By Alisa Kim
As a student in the Executive Master of Health Informatics (EMHI) program at the Institute of Health Policy, Management and Evaluation, Santiago Luna was tasked with a project: come up with an idea using information technology to improve health outcomes.
For the assignment, Luna drew on his experience as a sonographer specializing in echocardiograms, an ultrasound exam that checks the structure and function of the heart. An echocardiogram, also called echo, is a very commonly prescribed test used to assess and diagnose diseases like heart failure, where the heart is too weak to meet the body’s pumping needs.
As a manager of a team of cardiac sonographers, Luna says “it was only natural that the project would have to do with making the ultrasounds better in terms of workflow and process for both clinicians and patients.”
Luna and fellow alums of the EMHI program, Oliver Tsai and Prabhdeep Dhaliwal, have developed cloud-based software that works with any ultrasound machine and applies the latest clinical guidelines to anatomical measurements taken during an echo. The software helps sonographers with the written summary of the echo that they provide to cardiologists. It saves time by sparing the sonographer from having to type out the findings of the exam.
He notes that by shaving just five minutes off the time it takes to write the report, the technology enables a sonographer to do 240 more echos per year. In jurisdictions like Manitoba, where the wait time for the test is a staggering 18 months, the improved efficiency of the report-generating process could reduce wait times by one-third.
Moreover, the software, which Luna describes as a clinical virtual assistant, processes the anatomical measurements against current clinical guidelines for echocardiograms and highlights, for example, any anatomical issues that may be of concern. “Our technology automates the report, which makes the reporting a lot faster and simpler, and makes the adherence to clinical guidelines a lot higher. As a result, the quality of the report is significantly improved,” says Luna.
Currently, there is no way to know if sonographers are working with the most up-to-date clinical echo guidelines, much less enforce their use. Luna notes that like other medical specialties, it’s hard to stay abreast of all the latest research. “When you train as a sonographer or cardiologist, there’s a massive amount of information [to learn]. You study a lot and 10 years later, you’re practicing and still using the same guidelines from 10 years ago. When new guidelines come out, you get a continuing education credit, but it’s not practical to implement into practice,” Luna says.
He emphasizes that the tool does not replace the clinician. “We are not telling the cardiologist or clinician what they should be diagnosing or what the diagnosis is,” he explains. “What we’re doing is putting the information they need at their fingertips so that they can do what clinicians do: take better images and make a diagnosis—which is what they’re good at.”
With Dhaliwal and Tsai, he is commercializing the software. They’ve named the product Augmented Reporting and have formed a corporation. Their efforts to move the technology to the medical marketplace are bolstered by seed money from the Lo Family Social Venture Fund, which will enable them to hire people to accelerate development of the tool.
Luna says that the EMHI program provided vital training to get the venture off the ground. “Julia Zarb, the program director at the time, was instrumental in encouraging me, shaping the idea, and letting me run wild with my imagination while keeping me in line with what the future stakes would need to be,” he says. “The program gave me the foundational knowledge I needed—from project management to IT fundamentals. On top of that, it connected me with my co-founder and partner, Oliver Tsai. Without him, this would not be what it is right now.”

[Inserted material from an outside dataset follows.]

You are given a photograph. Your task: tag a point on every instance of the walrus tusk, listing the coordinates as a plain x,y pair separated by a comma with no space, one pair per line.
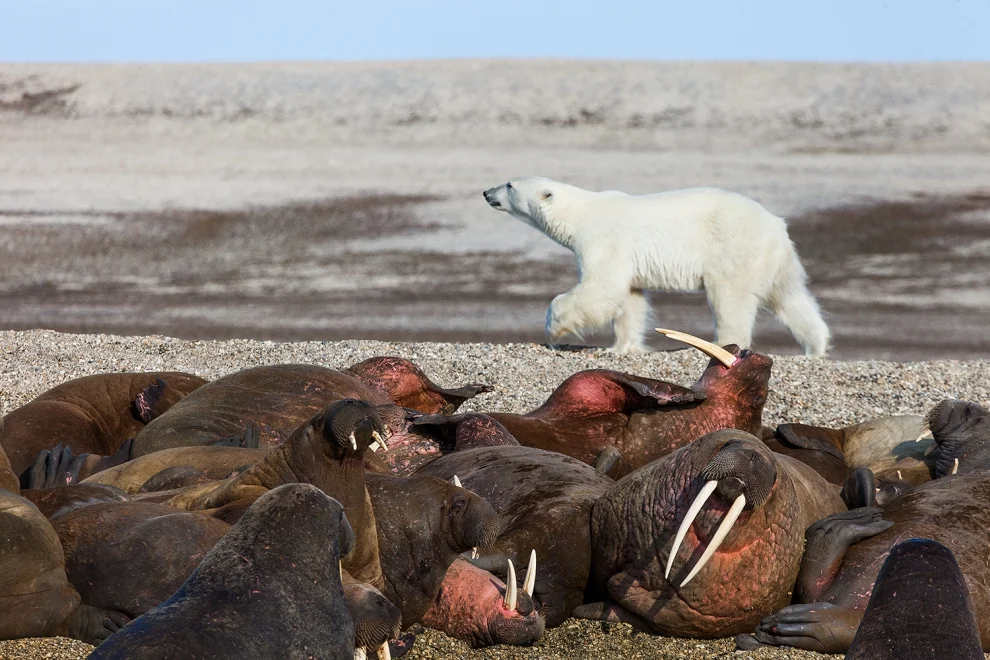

The ultimate goal is to be able to provide this tool everywhere to enable better and more equitable cardiac care. Luna envisions the software being used in rural areas, for example, where there is less access to cardiology expertise, so that the quality of echos done in these areas is on par with that of echos done in big cities. “The hope is to have a sustainable product that can make enough profit in metropolitan areas to subsidize the areas that do not have the resources to get something like this. The idea is to have technology do what it should do for clinicians: free their time so they can do what they’re supposed to be doing—diagnosing and doing medicine. That’s my hope.”